I actually saw midlake live before I heard the new album, normally live shows suffer for me as a result of not knowing the songs in some regard. But the songs of midlake third album are really strong, and have a distinct sound that is memorable. And when hearing these songs on the album, I could see where they were musically, and what they are trying to achieve with this record. I can understand criticisms where reviewers have stated the album sounds samey, but that live and studio connection really shows. Each song is terrifically deep in arrangement, conceived by a range of musicians at the top of the game, resulting in 40 minutes that is a pleasure to listen to. Whereas the Trials of Van Occupanther incorporated the lighter side of led zeppelin, the courage of others claims hold of a much deeper folk connection to the likes of nick drake, and jethro tull and the arrangements show this, the album is dark and brooding, rustic, and tactile, but without letting it get in the way of Tim Smiths strong metaphorical lyrics, that really shape what each song is. A criticism of many albums is that the lyrics, and sound have no correlation, but Tim smith has achieved a fine balance in given the music meaning, and the music a voice.

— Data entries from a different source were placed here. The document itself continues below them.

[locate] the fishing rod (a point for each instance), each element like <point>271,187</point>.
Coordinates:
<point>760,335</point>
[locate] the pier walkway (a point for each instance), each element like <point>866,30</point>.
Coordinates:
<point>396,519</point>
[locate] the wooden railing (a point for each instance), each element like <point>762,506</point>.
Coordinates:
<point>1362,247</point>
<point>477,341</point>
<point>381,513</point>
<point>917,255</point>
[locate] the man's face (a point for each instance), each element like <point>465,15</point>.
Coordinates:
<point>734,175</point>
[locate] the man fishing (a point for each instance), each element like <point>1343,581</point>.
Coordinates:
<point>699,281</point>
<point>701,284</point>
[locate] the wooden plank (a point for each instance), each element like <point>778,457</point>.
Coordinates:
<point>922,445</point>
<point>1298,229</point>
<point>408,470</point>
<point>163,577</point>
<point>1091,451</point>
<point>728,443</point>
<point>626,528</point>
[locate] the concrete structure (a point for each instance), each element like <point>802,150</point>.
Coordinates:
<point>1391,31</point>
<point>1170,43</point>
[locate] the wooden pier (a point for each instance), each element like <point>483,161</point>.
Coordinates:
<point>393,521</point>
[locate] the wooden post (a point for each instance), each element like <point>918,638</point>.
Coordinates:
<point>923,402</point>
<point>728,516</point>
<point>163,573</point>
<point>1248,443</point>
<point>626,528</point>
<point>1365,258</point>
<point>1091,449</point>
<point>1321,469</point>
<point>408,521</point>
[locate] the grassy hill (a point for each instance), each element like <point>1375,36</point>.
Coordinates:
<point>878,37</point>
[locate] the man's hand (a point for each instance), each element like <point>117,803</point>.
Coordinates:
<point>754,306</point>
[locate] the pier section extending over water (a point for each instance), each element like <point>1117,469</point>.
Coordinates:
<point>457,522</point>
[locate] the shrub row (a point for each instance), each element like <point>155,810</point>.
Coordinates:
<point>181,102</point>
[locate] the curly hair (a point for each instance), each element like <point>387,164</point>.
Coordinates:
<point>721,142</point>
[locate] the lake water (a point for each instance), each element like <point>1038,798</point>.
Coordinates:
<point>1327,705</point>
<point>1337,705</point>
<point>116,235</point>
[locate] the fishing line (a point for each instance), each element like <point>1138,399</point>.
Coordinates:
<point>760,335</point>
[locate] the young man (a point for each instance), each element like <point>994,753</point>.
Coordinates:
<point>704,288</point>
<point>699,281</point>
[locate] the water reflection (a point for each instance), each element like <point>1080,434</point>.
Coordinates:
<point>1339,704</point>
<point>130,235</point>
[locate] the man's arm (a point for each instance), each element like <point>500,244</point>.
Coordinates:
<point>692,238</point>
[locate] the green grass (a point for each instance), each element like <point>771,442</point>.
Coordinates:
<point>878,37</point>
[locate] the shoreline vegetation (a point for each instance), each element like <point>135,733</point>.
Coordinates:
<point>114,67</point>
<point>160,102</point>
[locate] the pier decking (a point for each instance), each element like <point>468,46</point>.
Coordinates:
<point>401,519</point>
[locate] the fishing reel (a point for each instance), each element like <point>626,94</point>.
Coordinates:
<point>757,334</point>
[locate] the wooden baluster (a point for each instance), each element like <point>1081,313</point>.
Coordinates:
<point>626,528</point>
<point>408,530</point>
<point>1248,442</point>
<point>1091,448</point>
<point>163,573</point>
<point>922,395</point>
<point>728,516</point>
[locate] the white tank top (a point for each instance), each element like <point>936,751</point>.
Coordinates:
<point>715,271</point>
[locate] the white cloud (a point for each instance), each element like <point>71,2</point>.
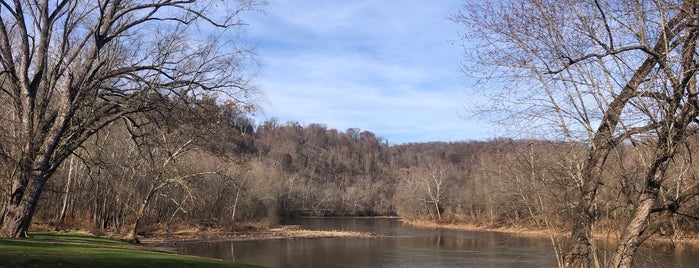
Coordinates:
<point>382,66</point>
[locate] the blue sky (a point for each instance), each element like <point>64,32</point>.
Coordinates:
<point>386,66</point>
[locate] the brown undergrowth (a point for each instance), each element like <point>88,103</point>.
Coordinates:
<point>608,236</point>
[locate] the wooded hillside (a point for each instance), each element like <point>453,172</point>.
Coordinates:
<point>212,167</point>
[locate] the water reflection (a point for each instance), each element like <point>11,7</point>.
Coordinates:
<point>400,247</point>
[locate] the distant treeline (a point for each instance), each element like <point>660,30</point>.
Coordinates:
<point>206,164</point>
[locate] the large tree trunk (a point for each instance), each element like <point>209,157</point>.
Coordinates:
<point>22,205</point>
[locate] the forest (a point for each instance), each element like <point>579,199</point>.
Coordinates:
<point>131,117</point>
<point>207,164</point>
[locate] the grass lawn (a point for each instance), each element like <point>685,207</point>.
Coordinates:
<point>79,250</point>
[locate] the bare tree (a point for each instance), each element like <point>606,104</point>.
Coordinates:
<point>605,73</point>
<point>69,68</point>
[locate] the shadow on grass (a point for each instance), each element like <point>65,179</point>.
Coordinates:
<point>79,250</point>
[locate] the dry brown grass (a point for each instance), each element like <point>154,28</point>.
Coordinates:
<point>284,232</point>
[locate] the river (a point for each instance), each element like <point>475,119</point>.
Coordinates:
<point>402,246</point>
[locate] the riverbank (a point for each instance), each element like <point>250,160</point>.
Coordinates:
<point>83,250</point>
<point>282,232</point>
<point>607,236</point>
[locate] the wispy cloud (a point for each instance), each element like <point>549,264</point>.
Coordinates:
<point>384,66</point>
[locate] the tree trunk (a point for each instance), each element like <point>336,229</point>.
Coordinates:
<point>133,234</point>
<point>22,205</point>
<point>66,197</point>
<point>637,230</point>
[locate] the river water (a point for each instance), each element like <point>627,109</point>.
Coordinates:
<point>402,246</point>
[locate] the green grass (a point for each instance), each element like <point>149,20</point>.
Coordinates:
<point>79,250</point>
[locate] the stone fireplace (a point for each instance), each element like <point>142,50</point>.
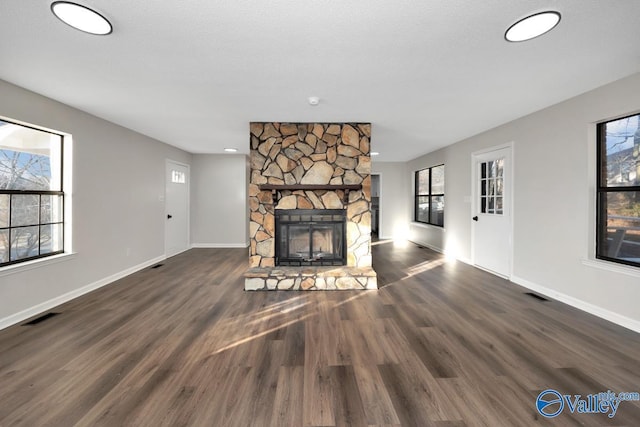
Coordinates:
<point>310,207</point>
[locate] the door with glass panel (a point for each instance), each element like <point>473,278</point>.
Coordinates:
<point>176,208</point>
<point>492,213</point>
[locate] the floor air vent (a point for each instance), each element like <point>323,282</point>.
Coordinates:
<point>536,296</point>
<point>40,319</point>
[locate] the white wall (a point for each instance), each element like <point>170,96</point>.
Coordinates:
<point>554,181</point>
<point>394,209</point>
<point>219,212</point>
<point>118,215</point>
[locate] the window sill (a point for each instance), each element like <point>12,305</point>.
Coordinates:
<point>36,263</point>
<point>612,266</point>
<point>427,226</point>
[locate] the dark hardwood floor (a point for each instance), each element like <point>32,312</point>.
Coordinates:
<point>440,344</point>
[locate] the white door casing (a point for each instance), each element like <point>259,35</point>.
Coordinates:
<point>177,179</point>
<point>492,210</point>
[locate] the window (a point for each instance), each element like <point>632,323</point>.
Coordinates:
<point>618,198</point>
<point>178,177</point>
<point>429,203</point>
<point>31,197</point>
<point>492,187</point>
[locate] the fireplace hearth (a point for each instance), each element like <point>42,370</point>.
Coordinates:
<point>310,237</point>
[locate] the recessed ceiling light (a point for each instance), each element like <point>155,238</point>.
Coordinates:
<point>532,26</point>
<point>81,18</point>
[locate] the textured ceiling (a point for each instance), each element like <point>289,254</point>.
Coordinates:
<point>425,73</point>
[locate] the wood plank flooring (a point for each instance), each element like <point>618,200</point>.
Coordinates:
<point>440,344</point>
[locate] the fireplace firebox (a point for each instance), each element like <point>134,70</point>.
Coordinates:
<point>310,237</point>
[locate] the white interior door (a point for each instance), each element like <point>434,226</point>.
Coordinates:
<point>492,210</point>
<point>176,208</point>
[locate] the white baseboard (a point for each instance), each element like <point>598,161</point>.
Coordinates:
<point>54,302</point>
<point>611,316</point>
<point>220,245</point>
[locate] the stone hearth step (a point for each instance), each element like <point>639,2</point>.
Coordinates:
<point>310,278</point>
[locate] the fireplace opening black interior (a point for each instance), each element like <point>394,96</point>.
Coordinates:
<point>314,237</point>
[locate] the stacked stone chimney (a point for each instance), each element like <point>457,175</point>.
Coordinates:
<point>310,166</point>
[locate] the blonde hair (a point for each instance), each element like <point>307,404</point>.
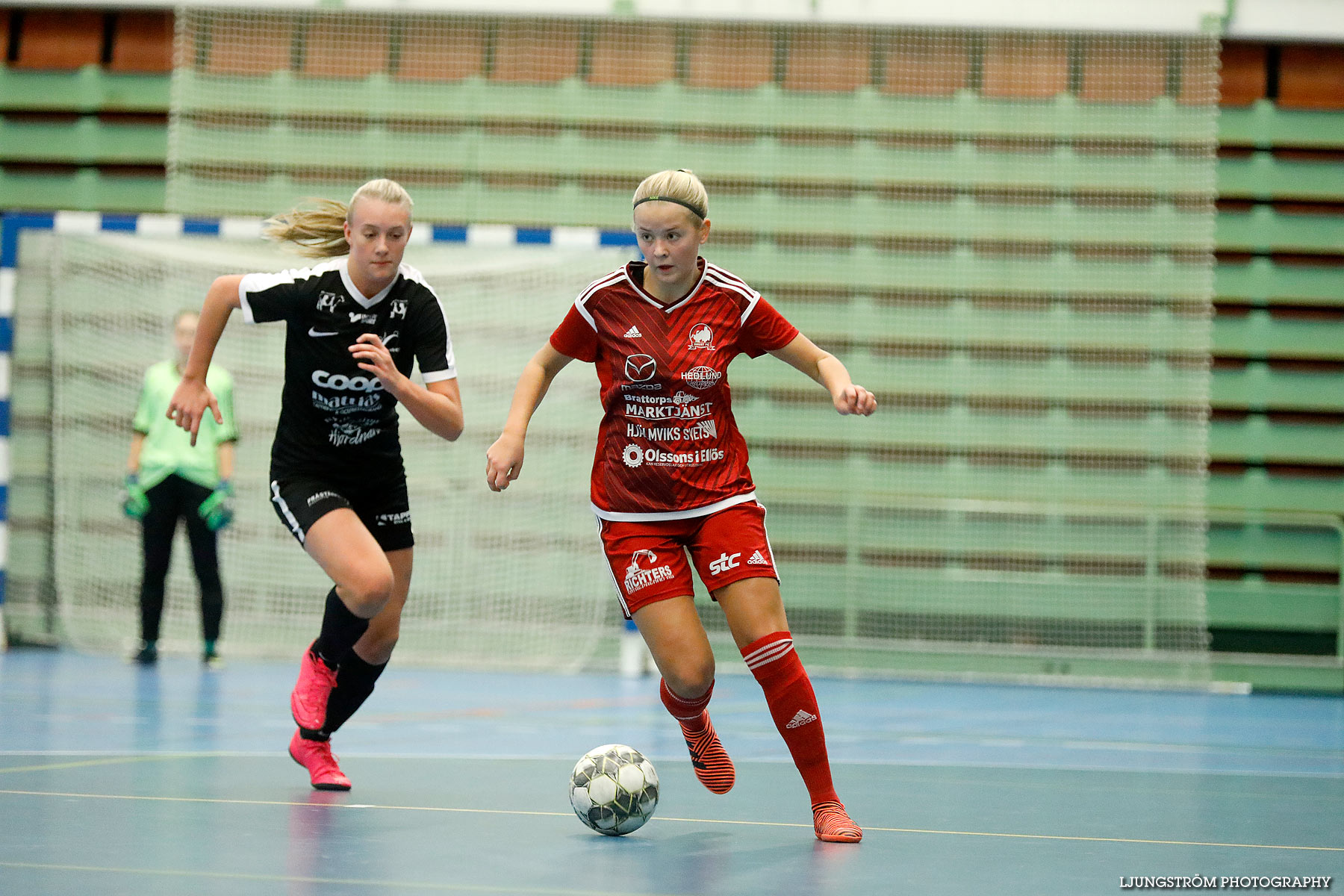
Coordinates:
<point>319,231</point>
<point>680,187</point>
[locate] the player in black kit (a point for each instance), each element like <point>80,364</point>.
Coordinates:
<point>355,324</point>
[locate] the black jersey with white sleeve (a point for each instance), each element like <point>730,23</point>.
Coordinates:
<point>336,418</point>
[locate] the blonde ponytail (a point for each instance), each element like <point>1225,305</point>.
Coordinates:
<point>319,231</point>
<point>680,187</point>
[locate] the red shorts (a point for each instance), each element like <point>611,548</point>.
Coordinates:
<point>648,559</point>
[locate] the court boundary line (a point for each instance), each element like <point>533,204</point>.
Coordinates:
<point>662,818</point>
<point>443,756</point>
<point>299,879</point>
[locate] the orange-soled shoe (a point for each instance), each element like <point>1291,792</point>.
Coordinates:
<point>316,756</point>
<point>709,758</point>
<point>308,700</point>
<point>833,824</point>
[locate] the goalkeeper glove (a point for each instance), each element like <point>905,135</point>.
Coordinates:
<point>215,509</point>
<point>134,501</point>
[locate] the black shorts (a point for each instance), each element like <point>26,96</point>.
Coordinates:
<point>381,504</point>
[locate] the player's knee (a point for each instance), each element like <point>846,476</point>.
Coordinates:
<point>690,677</point>
<point>367,591</point>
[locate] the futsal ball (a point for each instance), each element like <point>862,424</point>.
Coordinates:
<point>615,788</point>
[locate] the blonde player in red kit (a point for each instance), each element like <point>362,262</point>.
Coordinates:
<point>671,476</point>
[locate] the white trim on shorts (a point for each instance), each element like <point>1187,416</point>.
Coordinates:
<point>284,508</point>
<point>613,516</point>
<point>606,561</point>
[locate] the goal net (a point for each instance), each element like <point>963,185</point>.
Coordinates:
<point>1006,234</point>
<point>507,579</point>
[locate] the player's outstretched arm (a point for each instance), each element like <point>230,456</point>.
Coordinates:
<point>504,458</point>
<point>193,398</point>
<point>827,370</point>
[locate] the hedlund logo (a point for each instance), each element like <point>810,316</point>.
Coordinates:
<point>347,383</point>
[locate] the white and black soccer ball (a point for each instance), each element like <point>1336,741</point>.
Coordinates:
<point>615,788</point>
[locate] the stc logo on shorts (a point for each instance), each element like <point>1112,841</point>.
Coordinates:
<point>640,576</point>
<point>343,383</point>
<point>640,367</point>
<point>725,561</point>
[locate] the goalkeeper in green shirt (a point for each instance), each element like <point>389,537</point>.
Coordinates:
<point>169,479</point>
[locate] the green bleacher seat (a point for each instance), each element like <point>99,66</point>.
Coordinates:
<point>1263,281</point>
<point>85,141</point>
<point>1268,230</point>
<point>1260,386</point>
<point>1260,334</point>
<point>1265,176</point>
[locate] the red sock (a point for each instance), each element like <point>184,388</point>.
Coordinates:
<point>793,707</point>
<point>688,712</point>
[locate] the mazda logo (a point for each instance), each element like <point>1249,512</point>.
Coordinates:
<point>640,367</point>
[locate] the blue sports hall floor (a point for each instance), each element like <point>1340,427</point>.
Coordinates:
<point>175,780</point>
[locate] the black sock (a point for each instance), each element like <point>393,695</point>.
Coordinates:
<point>355,682</point>
<point>340,630</point>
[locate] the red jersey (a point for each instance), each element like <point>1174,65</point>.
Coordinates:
<point>668,448</point>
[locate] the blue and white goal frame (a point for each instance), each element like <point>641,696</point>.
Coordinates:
<point>13,225</point>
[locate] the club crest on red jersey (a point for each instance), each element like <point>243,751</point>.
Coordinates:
<point>702,337</point>
<point>640,367</point>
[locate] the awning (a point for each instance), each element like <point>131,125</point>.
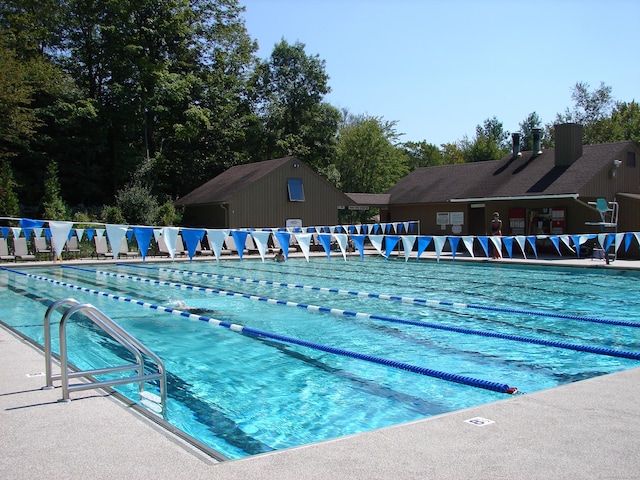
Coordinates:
<point>516,197</point>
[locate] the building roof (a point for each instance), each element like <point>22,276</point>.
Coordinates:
<point>370,199</point>
<point>221,188</point>
<point>527,175</point>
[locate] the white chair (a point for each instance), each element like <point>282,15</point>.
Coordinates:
<point>20,249</point>
<point>42,249</point>
<point>102,249</point>
<point>4,250</point>
<point>71,247</point>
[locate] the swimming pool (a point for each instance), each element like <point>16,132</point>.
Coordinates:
<point>244,394</point>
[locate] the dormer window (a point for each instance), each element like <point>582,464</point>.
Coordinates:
<point>631,159</point>
<point>296,191</point>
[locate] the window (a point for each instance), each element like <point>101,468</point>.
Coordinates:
<point>296,192</point>
<point>631,159</point>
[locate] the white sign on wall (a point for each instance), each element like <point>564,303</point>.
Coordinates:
<point>456,218</point>
<point>294,223</point>
<point>442,218</point>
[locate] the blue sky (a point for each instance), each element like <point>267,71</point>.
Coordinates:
<point>439,68</point>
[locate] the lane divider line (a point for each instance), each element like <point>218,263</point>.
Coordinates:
<point>349,313</point>
<point>450,377</point>
<point>397,298</point>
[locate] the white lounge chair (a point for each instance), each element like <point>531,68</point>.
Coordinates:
<point>42,249</point>
<point>102,249</point>
<point>179,249</point>
<point>20,249</point>
<point>4,251</point>
<point>72,248</point>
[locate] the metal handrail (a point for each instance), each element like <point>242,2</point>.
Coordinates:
<point>117,333</point>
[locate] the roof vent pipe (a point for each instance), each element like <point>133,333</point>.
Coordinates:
<point>536,141</point>
<point>515,138</point>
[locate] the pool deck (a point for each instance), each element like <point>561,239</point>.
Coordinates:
<point>588,429</point>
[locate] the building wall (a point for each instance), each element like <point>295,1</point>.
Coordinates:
<point>611,180</point>
<point>266,204</point>
<point>203,216</point>
<point>538,217</point>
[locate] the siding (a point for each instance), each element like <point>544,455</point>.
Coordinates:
<point>266,202</point>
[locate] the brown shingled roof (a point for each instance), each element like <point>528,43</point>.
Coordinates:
<point>507,177</point>
<point>221,188</point>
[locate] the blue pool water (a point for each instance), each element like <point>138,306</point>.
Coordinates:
<point>243,395</point>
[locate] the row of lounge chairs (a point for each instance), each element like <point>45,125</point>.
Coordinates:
<point>39,249</point>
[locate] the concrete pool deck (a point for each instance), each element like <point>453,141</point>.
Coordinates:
<point>587,429</point>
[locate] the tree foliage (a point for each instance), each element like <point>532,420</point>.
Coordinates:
<point>288,91</point>
<point>169,93</point>
<point>422,154</point>
<point>490,143</point>
<point>9,206</point>
<point>54,207</point>
<point>368,159</point>
<point>590,109</point>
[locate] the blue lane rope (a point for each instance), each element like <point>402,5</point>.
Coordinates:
<point>450,377</point>
<point>348,313</point>
<point>397,298</point>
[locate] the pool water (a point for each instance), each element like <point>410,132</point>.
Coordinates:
<point>243,395</point>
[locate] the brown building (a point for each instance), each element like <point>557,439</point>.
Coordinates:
<point>273,193</point>
<point>535,192</point>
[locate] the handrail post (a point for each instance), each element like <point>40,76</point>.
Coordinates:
<point>118,334</point>
<point>47,337</point>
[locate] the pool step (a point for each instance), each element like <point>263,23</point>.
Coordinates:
<point>151,401</point>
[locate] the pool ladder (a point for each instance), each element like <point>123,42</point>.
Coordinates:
<point>151,401</point>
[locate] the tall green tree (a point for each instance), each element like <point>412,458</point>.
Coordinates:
<point>422,154</point>
<point>9,206</point>
<point>490,143</point>
<point>54,207</point>
<point>168,79</point>
<point>527,126</point>
<point>289,88</point>
<point>624,122</point>
<point>369,158</point>
<point>591,109</point>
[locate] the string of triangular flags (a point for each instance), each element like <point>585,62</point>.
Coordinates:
<point>385,238</point>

For fans of Trials of Van occupanther, this is a distinctively different album, the harmonic chorus aren't here, the obvious singles (roscoe, bandits, head home, and young bride) aren't to be found in such obvious aplomb, but instead this album is more coherent from start to finish, with each song finding its voice in its own time and space. However, I must say that Trials was an album that rewarded with further listens, it took time to notice its virtues, and it was an album, and a band that took time to grow on me.
A lot has been said; some distinctively dismissing this album straight away, but surely this album deserves the same approach. It certainly deserves it.
So no more are beards the sexual deviant give away, no more are they the homeless man face towel, it is a sure sign of artistic brilliance. Go grow a beard.